On the surface, the holiday season is all holly and jolly, but many of us are keeping more than gifts under wraps. Grief can be especially pronounced at this time of year if loved ones who used to gather around the table leave an empty space instead. We spoke with Carolyn Richar, chief mission officer at Capital Caring, a provider of hospice, palliative care and counseling services, to learn how to handle either our own grief or that of someone we care about at this time of year.
The following Q&A has been lightly edited for length and clarity.
The holidays can be stressful even in the best situations, but for someone who has experienced loss, they can be harder to navigate. How can someone who is grieving still embrace the season?
A lot of what happens is very individualized. What we encourage people to do is to see what, in this holiday season, has meaning for them in the midst of grieving. Some traditions you just don’t want to miss no matter what, so how do you incorporate those and then how do you maybe leave behind the things that are too hard this year? Especially if you’ve had the death of a loved one within the past year and this is the first holiday season without the person? What will bring comfort? If it’s comforting to do some of these traditions, if it’s comforting to be in some of these same places, then by all means do them.
And if it’s not?
It’s OK to say no. That’s an important lesson that we like to teach everyone. It’s OK to say, “No, this year I won’t be at the cookie exchange,” or “This year I won’t be at that party. I’m going to take this year off.” For some people, it can even mean going somewhere totally different, just being in a very different setting, at least for this one year. Some people choose to go out of town and not have any of those constant reminders that their loved one isn’t there anymore. Other people will choose to observe many of the traditions in the midst of their grief and to feel comfort in feeling that maybe their loved one is close to them in those traditions. There’s no one right way.
Let’s shift perspectives. If the person who’s grieving is a friend or loved one, how can you reach out?
The best thing you can do is just be there. There are no words that you can say that will necessarily help. Don’t worry about saying anything to them. Just say, “I’m here. Can I just sit with you? Can I just be with you?” and then let them lead the conversation. People are uncomfortable. They don’t know what to say or to do and so they think, “Let me give them something I think will comfort them,” and what they’re really doing is trying to comfort themselves. Don’t direct. Don’t try to fix. Just be there. Listen. If they’re crying, let them cry, and it’s OK if you have some tears too. That just shows that person that you get it.

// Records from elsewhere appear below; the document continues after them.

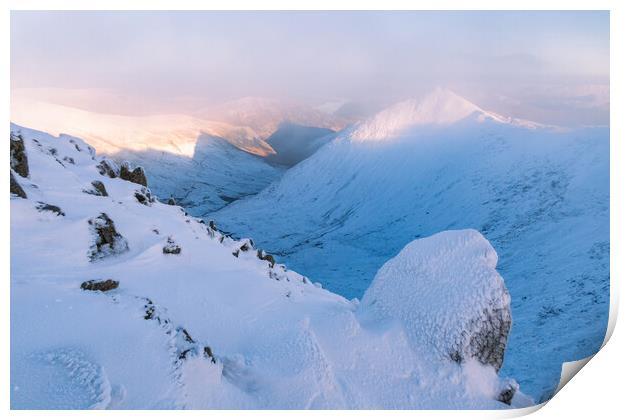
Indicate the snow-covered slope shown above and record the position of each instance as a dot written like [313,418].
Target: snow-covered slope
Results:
[216,174]
[293,143]
[120,301]
[202,164]
[264,115]
[540,194]
[108,133]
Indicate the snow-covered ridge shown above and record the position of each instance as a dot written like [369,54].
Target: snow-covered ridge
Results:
[109,133]
[439,107]
[186,317]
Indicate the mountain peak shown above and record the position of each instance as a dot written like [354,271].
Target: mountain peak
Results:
[440,106]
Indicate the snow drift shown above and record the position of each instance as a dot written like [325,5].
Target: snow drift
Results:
[183,316]
[446,292]
[539,194]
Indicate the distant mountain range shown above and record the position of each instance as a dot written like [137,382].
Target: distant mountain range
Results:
[539,193]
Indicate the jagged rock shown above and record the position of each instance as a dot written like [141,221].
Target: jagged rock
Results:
[19,158]
[171,247]
[50,207]
[508,391]
[17,189]
[99,285]
[262,255]
[448,295]
[108,168]
[247,245]
[98,189]
[207,352]
[136,176]
[144,196]
[108,241]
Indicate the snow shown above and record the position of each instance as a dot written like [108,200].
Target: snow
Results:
[277,340]
[540,195]
[293,143]
[110,133]
[455,271]
[216,174]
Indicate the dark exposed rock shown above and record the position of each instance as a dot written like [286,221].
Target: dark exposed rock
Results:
[17,189]
[97,189]
[108,168]
[108,241]
[247,245]
[488,340]
[207,352]
[262,255]
[50,207]
[508,392]
[144,196]
[136,176]
[99,285]
[171,247]
[185,345]
[19,159]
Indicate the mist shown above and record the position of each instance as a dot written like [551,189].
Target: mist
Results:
[550,67]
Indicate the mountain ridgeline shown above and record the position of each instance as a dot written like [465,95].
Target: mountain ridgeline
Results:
[122,301]
[540,194]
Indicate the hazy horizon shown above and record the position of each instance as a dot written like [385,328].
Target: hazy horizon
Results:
[550,67]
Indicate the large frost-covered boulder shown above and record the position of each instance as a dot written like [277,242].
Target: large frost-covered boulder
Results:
[445,291]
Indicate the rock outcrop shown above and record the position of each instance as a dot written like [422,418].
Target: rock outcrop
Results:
[144,196]
[98,188]
[51,208]
[108,168]
[99,285]
[108,241]
[136,175]
[445,291]
[171,247]
[17,189]
[19,159]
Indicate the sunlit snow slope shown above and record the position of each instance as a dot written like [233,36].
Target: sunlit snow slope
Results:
[539,194]
[198,320]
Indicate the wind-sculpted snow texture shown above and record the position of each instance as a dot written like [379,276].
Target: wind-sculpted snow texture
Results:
[454,271]
[539,194]
[216,174]
[215,326]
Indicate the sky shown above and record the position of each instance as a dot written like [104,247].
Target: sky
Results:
[551,67]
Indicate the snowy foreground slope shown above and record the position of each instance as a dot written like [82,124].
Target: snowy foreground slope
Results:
[216,174]
[120,301]
[539,194]
[203,164]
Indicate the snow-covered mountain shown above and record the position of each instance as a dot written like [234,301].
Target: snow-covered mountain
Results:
[264,115]
[109,133]
[539,194]
[216,174]
[121,301]
[293,143]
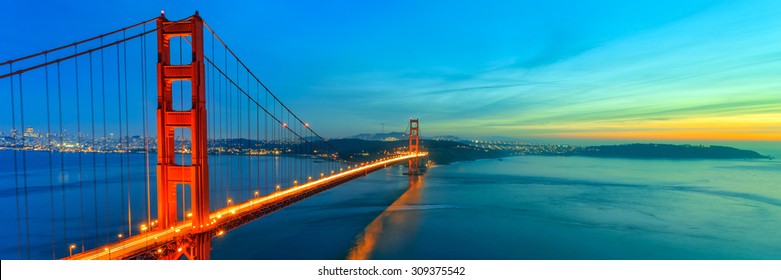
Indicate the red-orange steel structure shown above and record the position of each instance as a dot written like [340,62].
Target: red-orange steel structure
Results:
[414,144]
[169,174]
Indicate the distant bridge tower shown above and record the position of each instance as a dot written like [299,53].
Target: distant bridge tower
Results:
[414,144]
[169,174]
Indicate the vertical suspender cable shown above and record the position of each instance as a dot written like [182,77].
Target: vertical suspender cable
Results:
[24,168]
[78,147]
[105,139]
[240,156]
[62,159]
[51,151]
[145,119]
[121,150]
[127,141]
[93,149]
[16,171]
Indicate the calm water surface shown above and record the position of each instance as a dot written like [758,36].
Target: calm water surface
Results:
[528,207]
[533,208]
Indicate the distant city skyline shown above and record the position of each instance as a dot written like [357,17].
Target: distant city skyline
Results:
[561,71]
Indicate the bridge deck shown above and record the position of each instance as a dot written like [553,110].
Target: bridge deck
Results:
[164,240]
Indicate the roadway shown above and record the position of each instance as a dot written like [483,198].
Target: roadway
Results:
[148,241]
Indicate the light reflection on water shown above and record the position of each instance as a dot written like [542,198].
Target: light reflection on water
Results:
[538,208]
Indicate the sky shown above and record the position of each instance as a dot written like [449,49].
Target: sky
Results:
[561,71]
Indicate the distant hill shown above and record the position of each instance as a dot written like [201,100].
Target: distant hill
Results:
[665,151]
[390,136]
[440,152]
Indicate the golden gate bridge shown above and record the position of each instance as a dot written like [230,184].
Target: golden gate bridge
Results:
[112,157]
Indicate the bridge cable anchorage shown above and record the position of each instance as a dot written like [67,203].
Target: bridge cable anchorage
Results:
[51,167]
[102,46]
[78,145]
[11,61]
[291,145]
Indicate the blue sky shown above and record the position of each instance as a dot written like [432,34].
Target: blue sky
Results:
[558,70]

What does all this look like if the grieving person is a child?
Whatever stage of life they’re at is going to let you know a bit more about what to expect about how they grieve. [For youngsters,] things aren’t permanent for them yet, so they won’t really get that this loved one is not coming back. They will continue to ask, “When is Grandma coming back? When will I see Grandpa again?” They will keep doing that until they reach that next stage of development where they realize this is permanent. From 3 up through 9/10ish, they don’t get embarrassed yet and they don’t have the same filters we adults tend to put on, so they ask really blunt questions: “What’s going to happen to Grandma’s body?” You’re going to have to explain it over and over. The other part of it is children grieve in bits and pieces. If they’re playing, let them play. Let them have those happy moments, and then when they’re crying, that’s OK, too. You don’t really get over grief. It’s a part of your life forever.